Hyperthreading typically improves performance, in some cases by a significant amount (up to 5-10%). In general, if schedule mdrun to run on the entire node and use all cores and thread of the node (and keep thread internal thread pinning on either), it will do the right thing. If you want to control things manually, e.g. to compare performance with / and without Hyperthreading , you can use the -pinstride option (e.g. -pinstride 2 will skip using every second hardware thread, that is only use one thread per core).
The mdrun command I use is gerun mdrun_mpi -v -deffnm md_0_1 -replex 100 -cpi -append -multidir sim[0123]
You mentioned -pinstride 2 option, should this be included in the computational resources, or in the mdrun command? Should I just use 2 or any other number?
I am sorry I am not an expert on computer architecture.
My current understanding is, (are they correct?)
one node consists of multiple cores
one core should commonly have one thread (i.e. without hyperthreading), or have two threads (i.e. with hyperthreading).
What does -pinstride 2 actually do?
Our cluster website also mentions MPI processes, like the below. What does it mean?
export OMP_NUM_THREADS=2
export OMP_NUM_THREADS=80
Also, if hyperthreading is good, why not just use it? In other words, why it is by default disabled?
Here you request 80 MPI ranks (tasks) hence placing 2 MPI tasks on a core and assuming that affinity setting (i.e. the mapping of the application threads to the CPU cores) is done correctly, this will use of HyperThreading. It may not be the ideal setup (for the specific hardware and simulation settings), but it will likely be close.

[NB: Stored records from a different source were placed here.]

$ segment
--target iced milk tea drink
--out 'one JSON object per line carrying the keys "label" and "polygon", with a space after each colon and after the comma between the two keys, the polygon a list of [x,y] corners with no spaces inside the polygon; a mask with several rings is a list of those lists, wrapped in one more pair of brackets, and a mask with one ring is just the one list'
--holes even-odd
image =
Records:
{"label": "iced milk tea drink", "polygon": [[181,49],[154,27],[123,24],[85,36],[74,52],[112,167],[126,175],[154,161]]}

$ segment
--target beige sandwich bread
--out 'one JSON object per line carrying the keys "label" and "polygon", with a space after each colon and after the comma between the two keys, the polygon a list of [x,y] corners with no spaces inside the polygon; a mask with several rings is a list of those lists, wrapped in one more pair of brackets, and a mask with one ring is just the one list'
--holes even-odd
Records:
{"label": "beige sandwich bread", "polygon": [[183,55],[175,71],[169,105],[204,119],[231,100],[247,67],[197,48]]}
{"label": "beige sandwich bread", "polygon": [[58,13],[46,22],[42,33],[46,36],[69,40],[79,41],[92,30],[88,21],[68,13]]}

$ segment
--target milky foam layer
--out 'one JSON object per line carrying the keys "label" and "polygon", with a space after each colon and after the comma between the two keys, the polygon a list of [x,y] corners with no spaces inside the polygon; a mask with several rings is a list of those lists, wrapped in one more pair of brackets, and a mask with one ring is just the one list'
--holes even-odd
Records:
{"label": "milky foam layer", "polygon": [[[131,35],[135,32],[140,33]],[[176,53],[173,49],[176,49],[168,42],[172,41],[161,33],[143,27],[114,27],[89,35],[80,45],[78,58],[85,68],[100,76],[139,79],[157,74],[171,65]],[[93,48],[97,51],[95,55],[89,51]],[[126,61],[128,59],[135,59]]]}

As you do not explicitly request pinning the default will be used, which in this case means that, as all cores/threads of the CPU are used, unless your jobs scheduler itself sets thread affinities, mdrun will default to -pin on. If you pass the same explicitly, you can make sure that mdrun does pinning itself. You should see a note in the log whether pinning is done or skipped (and why).
Stride 1 or 2 are the only useful values for the type of hardware you have (with 2 hardware threads per core). A stride of 1 is used when placing 2 threads onto a single core (when HyperThreading / SMT is available), and a value of 2 is used when placing a single thread of a core.
Of course, you have to adjust the total number of threads you launch (across all ranks in a node) accordingly, i.e. in your case 40 total threads should be launched to not use HyperThreading and 80 to use it.
Correct. Also note that even if the hardware supports it HyperThreading (more generally called simultaneous multithreading (SMT)) can be disabled by a system administrator. Check the hardware detection report in the beginning of the log file which will show the details of CPU features detected.
See above.
These are OpenMP threads. MPI and OpenMP are two different means to parallelize work across CPUs: the former relies on distributing work across multiple processes while the latter across threads within a single process. I recommend that you read up separately about these.
It is not disabled by default, if mdrun is allowed to manage threading itself, it will make use of the hardware threads exposed by the HyperThreading feature.
Many thanks for your detailed explanation. Sorry I replied a bit late.
After confirming with our cluster staff, the situation is:
1 node = 40 physical cores = 80 virtual cores = 80 slots
Using -pe mpi 80 alone would NOT enable hyperthreading
To enable hyperthreading, we need to choose an optimal layout of dividing up MPI processes vs threads. My simulation has 16 subfolders for the Gromacs REMD, so it seems that the MPI should be a multiple of 16. As I have tested, in one hour time with 80 cores requested:
You can see that export OMP_NUM_THREADS=10 gives the best performance. So how can I further select the optimal layout of dividing up MPI processes vs threads?
Hyperthreading is not enabled by the user, it is either enabled on a system level, case in which you will see twice as many “CPUs” shown by the Linux system (see top or /proc/cpuinfo) which correspond to two hardware threads per real core (or “virtual cores” as you refer to these).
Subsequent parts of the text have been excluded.